十神は十種類の人格ではなく、関係を示すラベル
十神とは、日干と別の天干との関係を示すラベルです。十の実体が存在するわけでも、人格を十種類に分ける診断でもありません。この名称は、関係を分類する伝統的な規則に由来する歴史的用語です。
6 分で読めます · 2026-08-14
まず日主を基準にする
日干は基準点として用いられ、一般に日主と呼ばれます。他の各天干について、伝統的な規則は二つの点を確認します。五行上でどのような関係にあるか、そして陰陽が同じか異なるかです。この二つの答えによって、十のラベルのいずれかが決まります。

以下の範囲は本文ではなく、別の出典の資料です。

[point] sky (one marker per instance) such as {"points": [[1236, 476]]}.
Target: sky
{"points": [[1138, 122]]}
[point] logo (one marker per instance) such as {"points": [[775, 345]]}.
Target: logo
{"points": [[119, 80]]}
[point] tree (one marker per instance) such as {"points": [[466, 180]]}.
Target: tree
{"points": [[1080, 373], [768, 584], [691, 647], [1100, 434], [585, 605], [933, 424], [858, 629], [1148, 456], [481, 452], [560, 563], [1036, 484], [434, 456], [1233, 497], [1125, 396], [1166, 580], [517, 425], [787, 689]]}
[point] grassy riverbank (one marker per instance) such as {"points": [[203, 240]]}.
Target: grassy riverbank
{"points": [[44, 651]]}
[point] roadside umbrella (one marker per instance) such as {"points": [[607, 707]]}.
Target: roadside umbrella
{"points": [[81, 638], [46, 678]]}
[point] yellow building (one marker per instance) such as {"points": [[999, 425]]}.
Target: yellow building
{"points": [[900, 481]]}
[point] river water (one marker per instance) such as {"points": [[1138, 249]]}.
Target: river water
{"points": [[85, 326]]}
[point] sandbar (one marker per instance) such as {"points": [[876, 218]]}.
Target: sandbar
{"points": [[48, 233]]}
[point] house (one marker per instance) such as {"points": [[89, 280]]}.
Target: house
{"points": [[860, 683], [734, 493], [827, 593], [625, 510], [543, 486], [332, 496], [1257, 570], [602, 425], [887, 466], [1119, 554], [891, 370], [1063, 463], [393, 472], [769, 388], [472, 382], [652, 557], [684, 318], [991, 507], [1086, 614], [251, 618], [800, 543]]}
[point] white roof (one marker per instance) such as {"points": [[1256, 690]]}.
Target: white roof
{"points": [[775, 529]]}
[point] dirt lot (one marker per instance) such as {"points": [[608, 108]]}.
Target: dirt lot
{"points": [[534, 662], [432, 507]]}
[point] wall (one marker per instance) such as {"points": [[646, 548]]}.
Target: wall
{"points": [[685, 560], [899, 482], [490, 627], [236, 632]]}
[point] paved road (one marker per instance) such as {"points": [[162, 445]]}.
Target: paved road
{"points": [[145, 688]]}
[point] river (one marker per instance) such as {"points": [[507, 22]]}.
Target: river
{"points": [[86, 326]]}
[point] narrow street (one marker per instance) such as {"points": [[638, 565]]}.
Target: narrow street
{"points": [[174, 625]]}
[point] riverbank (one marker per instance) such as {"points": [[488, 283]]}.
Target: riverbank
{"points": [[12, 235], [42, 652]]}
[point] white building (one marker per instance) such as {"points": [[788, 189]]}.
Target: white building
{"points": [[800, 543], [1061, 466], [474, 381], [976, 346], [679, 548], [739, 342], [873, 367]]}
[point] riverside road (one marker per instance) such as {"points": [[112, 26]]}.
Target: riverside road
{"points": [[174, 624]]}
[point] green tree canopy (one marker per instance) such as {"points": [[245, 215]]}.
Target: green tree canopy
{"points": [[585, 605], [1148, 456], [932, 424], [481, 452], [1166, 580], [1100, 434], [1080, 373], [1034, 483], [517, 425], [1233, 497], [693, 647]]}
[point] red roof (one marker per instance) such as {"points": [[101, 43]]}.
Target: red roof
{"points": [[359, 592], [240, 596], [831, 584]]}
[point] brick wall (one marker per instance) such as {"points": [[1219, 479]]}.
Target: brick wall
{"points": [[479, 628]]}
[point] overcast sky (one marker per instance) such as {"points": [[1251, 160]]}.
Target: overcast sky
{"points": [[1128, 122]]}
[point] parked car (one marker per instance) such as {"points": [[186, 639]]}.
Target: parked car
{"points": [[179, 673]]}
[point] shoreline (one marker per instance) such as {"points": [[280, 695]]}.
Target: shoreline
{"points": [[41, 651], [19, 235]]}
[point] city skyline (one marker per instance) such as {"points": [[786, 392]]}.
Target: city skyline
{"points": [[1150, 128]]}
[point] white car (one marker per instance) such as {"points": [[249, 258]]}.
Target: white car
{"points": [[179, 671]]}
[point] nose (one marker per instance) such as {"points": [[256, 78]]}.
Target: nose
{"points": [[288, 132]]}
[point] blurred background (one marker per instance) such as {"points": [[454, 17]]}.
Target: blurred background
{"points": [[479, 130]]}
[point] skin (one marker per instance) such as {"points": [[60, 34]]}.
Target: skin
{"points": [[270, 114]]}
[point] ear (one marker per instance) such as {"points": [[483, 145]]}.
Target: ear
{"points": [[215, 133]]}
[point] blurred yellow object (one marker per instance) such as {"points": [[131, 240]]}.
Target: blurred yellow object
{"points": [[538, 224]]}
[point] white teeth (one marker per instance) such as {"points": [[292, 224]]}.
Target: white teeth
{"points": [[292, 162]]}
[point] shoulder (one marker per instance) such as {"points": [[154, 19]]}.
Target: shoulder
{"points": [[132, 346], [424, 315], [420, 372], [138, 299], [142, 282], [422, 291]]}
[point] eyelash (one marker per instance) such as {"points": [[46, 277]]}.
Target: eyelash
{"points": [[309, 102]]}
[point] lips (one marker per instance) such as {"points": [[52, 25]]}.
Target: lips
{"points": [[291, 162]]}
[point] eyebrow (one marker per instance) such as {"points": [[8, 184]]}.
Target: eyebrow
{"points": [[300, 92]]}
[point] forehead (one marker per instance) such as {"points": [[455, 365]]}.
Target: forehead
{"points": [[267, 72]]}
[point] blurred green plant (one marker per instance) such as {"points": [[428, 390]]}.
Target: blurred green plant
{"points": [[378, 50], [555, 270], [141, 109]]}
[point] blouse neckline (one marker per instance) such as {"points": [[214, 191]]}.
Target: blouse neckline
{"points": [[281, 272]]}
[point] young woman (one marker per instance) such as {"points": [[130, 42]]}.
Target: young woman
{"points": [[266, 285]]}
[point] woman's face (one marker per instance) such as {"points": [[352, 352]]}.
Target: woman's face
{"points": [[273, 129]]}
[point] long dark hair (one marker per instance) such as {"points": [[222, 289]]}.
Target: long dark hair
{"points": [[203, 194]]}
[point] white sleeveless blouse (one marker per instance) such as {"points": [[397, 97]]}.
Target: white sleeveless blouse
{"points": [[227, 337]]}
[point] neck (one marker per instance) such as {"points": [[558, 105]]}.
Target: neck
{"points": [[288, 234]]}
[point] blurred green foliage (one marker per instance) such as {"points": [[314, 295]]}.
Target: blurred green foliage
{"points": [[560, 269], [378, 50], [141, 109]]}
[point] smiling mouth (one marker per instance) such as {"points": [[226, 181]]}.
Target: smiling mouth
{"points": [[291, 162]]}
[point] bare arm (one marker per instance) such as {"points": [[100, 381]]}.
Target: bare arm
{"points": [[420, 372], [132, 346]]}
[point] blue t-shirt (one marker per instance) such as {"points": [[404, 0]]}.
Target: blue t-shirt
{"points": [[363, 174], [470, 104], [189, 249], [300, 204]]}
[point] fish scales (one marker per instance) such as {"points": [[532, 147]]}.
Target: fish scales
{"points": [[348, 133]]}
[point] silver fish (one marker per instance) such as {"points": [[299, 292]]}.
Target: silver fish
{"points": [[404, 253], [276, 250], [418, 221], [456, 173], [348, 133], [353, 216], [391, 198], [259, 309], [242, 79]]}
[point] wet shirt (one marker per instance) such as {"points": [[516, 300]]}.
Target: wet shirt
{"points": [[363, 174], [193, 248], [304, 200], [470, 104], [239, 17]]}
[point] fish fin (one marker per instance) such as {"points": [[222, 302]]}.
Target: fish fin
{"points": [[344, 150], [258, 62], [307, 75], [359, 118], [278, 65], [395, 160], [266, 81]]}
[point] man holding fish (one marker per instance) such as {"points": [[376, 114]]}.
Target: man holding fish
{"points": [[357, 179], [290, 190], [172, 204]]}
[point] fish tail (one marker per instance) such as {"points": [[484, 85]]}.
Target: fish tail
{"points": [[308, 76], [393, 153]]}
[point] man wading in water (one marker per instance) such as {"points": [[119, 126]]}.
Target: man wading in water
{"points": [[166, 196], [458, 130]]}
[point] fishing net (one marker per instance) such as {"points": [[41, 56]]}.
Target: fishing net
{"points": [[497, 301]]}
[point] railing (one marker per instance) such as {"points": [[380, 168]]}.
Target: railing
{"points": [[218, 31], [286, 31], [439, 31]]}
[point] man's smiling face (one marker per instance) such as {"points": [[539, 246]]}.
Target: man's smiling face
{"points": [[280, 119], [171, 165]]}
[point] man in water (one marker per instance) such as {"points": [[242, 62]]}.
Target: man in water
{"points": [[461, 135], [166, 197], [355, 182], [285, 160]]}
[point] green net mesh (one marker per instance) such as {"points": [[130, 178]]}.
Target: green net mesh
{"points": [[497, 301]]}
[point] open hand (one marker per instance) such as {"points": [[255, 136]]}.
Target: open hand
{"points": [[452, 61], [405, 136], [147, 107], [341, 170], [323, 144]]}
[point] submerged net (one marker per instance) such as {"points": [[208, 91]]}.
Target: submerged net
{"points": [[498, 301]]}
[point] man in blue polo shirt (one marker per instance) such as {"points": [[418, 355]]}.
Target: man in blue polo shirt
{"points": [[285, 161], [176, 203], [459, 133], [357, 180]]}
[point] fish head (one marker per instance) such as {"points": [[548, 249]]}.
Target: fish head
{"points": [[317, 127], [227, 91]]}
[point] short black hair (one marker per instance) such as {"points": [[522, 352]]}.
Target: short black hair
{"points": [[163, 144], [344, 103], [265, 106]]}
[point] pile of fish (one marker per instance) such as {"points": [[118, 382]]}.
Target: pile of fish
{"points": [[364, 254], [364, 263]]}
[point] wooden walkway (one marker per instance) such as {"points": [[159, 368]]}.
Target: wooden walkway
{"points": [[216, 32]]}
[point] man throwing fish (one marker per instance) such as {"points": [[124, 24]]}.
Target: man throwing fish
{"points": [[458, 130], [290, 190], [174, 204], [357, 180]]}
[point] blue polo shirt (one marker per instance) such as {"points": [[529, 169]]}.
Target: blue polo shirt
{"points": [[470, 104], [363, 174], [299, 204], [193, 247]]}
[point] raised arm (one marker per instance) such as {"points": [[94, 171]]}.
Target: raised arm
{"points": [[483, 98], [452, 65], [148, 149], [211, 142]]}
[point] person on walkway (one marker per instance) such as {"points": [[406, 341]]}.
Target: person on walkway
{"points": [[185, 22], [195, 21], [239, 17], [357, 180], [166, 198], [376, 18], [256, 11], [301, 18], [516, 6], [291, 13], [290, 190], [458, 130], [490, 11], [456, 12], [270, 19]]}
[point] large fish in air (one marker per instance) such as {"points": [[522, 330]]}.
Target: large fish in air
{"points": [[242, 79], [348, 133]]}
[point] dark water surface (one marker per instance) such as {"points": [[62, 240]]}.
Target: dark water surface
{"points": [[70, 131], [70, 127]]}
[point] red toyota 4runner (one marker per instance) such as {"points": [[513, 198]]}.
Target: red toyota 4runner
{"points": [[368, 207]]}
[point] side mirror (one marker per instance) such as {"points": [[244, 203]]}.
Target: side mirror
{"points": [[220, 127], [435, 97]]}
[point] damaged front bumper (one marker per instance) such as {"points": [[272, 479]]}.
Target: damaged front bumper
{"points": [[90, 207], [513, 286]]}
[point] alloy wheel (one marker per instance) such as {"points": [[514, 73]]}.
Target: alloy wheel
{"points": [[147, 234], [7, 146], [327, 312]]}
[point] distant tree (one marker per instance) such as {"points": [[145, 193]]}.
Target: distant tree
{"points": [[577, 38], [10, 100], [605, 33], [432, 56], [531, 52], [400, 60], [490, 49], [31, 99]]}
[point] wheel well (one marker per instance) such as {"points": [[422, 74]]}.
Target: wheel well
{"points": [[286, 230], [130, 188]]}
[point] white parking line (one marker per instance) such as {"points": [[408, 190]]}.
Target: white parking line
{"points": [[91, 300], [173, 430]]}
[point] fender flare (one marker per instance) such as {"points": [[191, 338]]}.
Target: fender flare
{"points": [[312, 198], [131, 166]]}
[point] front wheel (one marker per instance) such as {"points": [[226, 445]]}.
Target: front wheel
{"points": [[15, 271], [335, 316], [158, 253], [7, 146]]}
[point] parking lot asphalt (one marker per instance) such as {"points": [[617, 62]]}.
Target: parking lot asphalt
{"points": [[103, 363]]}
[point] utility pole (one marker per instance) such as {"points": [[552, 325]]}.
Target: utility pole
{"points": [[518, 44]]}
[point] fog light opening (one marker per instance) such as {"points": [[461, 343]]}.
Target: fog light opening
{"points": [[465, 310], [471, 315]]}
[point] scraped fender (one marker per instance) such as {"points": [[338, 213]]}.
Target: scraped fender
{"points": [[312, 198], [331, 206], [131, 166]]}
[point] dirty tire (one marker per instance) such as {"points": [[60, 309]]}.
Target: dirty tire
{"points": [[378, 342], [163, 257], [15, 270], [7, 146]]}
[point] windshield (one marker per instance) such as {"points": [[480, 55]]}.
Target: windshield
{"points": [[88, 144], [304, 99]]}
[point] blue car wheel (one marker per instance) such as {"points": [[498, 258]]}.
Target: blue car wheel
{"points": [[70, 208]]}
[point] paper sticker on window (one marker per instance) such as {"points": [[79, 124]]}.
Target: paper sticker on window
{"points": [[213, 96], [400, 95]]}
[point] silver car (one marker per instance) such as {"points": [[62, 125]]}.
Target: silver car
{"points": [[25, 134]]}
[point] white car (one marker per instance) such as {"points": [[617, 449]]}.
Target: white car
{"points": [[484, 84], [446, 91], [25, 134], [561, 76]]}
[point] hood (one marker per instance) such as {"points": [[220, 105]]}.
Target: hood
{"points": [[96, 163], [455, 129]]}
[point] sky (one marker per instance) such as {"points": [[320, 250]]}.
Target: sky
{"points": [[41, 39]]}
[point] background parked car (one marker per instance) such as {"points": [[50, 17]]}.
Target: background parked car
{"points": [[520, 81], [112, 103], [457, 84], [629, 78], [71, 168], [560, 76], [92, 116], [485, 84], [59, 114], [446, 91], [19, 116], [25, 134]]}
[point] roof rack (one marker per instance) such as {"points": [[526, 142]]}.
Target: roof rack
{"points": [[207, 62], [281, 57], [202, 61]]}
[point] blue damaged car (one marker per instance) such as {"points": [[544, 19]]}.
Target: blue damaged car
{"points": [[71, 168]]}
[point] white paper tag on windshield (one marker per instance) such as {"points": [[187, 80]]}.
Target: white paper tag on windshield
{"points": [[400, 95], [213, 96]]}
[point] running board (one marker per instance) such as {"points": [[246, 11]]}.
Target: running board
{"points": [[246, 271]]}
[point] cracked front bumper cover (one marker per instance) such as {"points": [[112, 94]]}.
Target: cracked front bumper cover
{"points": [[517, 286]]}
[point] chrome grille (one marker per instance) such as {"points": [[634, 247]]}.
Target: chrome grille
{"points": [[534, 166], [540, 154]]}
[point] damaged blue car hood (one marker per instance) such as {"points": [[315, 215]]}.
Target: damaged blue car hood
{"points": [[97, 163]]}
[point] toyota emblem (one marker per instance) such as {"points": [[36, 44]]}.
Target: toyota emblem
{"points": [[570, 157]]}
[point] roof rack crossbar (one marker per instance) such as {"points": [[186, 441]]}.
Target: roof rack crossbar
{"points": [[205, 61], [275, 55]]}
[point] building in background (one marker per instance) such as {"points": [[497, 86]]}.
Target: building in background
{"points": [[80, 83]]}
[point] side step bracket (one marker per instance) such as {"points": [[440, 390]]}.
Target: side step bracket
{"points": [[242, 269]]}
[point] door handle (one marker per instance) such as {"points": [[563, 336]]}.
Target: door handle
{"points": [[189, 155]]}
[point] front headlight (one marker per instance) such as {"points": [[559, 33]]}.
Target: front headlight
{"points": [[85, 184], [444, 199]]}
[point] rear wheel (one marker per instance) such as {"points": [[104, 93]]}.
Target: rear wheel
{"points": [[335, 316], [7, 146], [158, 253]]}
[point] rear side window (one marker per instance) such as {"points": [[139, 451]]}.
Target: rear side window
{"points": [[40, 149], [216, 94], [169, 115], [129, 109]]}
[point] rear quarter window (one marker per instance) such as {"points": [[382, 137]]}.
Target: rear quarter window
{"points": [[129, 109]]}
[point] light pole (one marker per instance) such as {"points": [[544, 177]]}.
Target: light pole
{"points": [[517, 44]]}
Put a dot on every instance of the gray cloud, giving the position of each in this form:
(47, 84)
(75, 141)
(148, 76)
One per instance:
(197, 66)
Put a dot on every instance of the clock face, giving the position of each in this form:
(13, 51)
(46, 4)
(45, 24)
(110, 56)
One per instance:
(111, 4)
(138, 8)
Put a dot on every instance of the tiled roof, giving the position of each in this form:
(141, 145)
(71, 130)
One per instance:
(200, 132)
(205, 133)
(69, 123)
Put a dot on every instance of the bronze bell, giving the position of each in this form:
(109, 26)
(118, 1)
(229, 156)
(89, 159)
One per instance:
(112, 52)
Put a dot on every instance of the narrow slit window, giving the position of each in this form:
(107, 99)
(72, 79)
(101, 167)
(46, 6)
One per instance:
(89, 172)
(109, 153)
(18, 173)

たとえば、日主と同じ五行で陰陽も同じなら一般に比肩、陰陽が異なれば劫財と呼ばれます。日主の五行を生じる五行は印星の区分に入ります。これらのラベルは規則を適用した結果であり、その人物を観察して下した評価ではありません。
訳語が一定しない理由
英語の訳語は書籍やソフトウェアによって異なります。ある製品が Direct Wealth と呼ぶ区分を、別の製品では Proper Wealth と表記することがあります。また、Officer と Authority のような違いもあります。宣伝上の訳語より、中国語の原語と導出規則のほうが安定しています。
命式を比較するときは、まず日主と各天干が同じであることを確認し、次に訳語の対応表を確認してください。規則を比べず名称だけを比べると、実際にはない不一致があるように見えてしまいます。
関係ラベルは行動の指示ではない
ある十神が多いから特定の職業を選ぶべきだ、特定の人間関係や金銭上の行動を取るべきだ、と区分をそのまま指示に変えたくなるかもしれません。しかし、その飛躍は計算には含まれていません。命式が分類するのは、記号同士の関係だけです。
FateKline は、読者が導出過程をたどれるよう、十神とその根拠となる天干を併記します。十神を推奨、診断、結果の約束へ変換することはありません。
ラベルとともに限界も読む
十神のラベルは、伝統的な体系の文法を学ぶ手がかりとして役立ちます。一方、入力条件、暦の規則、出生時刻が不明であることによる不確実性から切り離すと、誤解を招きます。
時柱が確定していないなら、そこから導かれる十神の関係も確定していません。根拠のない既定値を自信ありげに示すより、何も断定しないほうが正確です。